If so, $x\sim p\left(\{x^{(r)}\}_{r=1}^R\right)$ means that $x$ is sampled with equal probability from the $R$ observations $\{x_1, \dots, x_R\}$.
In the first equality, the average on the right-hand side is the expectation over sampling from $\{x_1, \dots, x_R\}$ of the function $\phi(x)$. The $\mathbb{E}$ is expectation over the distribution $\{x_1, \dots, x_R\}$ came from.
The second equality pulls the sum out through the $\mathbb{E}$, by linearity of expectation.

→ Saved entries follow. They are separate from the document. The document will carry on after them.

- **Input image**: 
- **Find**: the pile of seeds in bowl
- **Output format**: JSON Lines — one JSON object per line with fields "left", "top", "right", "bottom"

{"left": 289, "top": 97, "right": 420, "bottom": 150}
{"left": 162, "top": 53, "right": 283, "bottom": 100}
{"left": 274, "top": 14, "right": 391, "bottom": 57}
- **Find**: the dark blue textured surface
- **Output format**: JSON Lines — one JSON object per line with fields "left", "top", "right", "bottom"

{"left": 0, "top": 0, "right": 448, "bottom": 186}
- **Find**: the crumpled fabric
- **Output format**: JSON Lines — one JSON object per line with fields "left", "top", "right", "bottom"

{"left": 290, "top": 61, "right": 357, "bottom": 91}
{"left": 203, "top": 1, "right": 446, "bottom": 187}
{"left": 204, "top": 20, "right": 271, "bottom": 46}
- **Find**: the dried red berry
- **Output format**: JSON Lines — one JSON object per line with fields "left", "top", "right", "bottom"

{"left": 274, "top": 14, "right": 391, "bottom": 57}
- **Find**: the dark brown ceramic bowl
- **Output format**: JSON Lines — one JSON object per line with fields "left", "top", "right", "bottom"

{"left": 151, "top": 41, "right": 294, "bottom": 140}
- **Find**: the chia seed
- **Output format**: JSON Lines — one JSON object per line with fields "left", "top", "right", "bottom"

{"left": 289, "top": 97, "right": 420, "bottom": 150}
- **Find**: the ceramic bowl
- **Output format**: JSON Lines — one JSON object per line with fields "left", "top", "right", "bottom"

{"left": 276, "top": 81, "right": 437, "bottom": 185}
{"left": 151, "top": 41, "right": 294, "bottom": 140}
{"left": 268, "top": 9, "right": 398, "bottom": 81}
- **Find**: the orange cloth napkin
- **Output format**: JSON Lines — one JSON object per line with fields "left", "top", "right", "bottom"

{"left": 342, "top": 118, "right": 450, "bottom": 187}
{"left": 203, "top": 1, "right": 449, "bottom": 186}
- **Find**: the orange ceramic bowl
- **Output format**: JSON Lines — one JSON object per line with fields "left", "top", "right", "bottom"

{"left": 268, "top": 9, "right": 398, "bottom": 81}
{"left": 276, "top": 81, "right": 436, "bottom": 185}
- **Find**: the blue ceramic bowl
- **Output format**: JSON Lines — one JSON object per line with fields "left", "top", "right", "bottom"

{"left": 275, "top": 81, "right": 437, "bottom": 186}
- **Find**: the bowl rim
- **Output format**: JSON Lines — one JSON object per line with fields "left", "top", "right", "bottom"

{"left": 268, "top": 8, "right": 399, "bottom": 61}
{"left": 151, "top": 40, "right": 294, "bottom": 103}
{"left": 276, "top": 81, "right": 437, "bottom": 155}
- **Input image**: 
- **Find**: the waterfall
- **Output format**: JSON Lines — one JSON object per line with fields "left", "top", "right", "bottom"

The third equality is the key. It says that since any $x^{(r)}$ was just sampled from $p(x)$ originally, $\mathbb{E}[\phi(x^{(r)}]$ is just the same as $\mathbb{E}[\phi(x)]$ for any observation from the population distribution $p(x)$.
The final step just notices that you have the average of $R$ identical things.
I don't like the notation here. I tried something a bit different:
Write $P$ for expectations over the population distribution and $\mathbb{P}_R$ for expectations over the empirical distribution.
By definition of the empirical distribution $$\mathbb{P}_R[\phi(X)]\equiv \frac{1}{R}\sum_{r=1}^R\phi(X^{(r)})$$
Now $$P\left[\mathbb{P}_R[\phi(X)]\right] = P\left[\frac{1}{R}\sum_{r=1}^R\phi(X^{(r)})\right]$$ By linearity of expectation $$P\left[\frac{1}{R}\sum_{r=1}^R\phi(X^{(r)})\right]= \frac{1}{R}\sum_{r=1}^RP[\phi(X^{(r)})]$$ And because $X^{(r)}$ was an iid sample $$\frac{1}{R}\sum_{r=1}^R P[\phi(X^{(r)})]= \frac{1}{R}\sum_{r=1}^RP[\phi(X)]=P\phi(X)\equiv\Phi$$
I'm not sure it's an improvement (except for easier typesetting). It's still less obvious than it should be that you can just drop the $r$ superscript.
I worried initially that $x^{(r)}$ was supposed to indicate the sample has been sorted from smallest -- $x^{(1)}$ -- to largest -- $x^{(R)}$. In that case, though, the proof as written is incorrect because the sorting stops the $x^{(r)}$ being exchangeable. The result is still true, for the same reasons, because the empirical distribution forgets the sorting.